Still, according to experts interviewed by Yle, this would be difficult to do without violating international agreements, which stipulate that everyone has the right to apply for asylum at a state border, and that applications must be processed.

The three officials speaking at the press conference dodged reporters’ repeated questions as to whether the bill might violate Finland’s constitution or its international treaties. If it does, a supermajority of MPs would be required for its passage, including support from some opposition MPs.

Timetable uncertain

Despite concerns about a possible new surge in arrivals this spring, the timetable for the law’s entry into force remains unclear.

“We must prepare for the fact the situation will get more difficult when spring arrives,” said Orpo.

There is still no consensus within the government on the motion, as the Swedish People’s Party has not yet approved the wording to be sent to Parliament.

The junior coalition partner has said it will await responses from the bill’s comment round before deciding if the text should be reformulated before submission to Parliament.
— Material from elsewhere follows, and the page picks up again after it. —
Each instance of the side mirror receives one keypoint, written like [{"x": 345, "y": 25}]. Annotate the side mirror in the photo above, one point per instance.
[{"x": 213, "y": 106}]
Yle’s parliamentary correspondent noted that it is unlikely that such an exceptional bill could be processed before the legislature’s summer break begins in June. In the past, the Constitutional Law Committee has sometimes rejected government bills it deems to be unconstitutional.

Due to concerns over instrumentalized migration orchestrated by Russia, Finland’s eastern border has been mostly closed to passenger traffic since last autumn, and will remain shut until at least 14 April.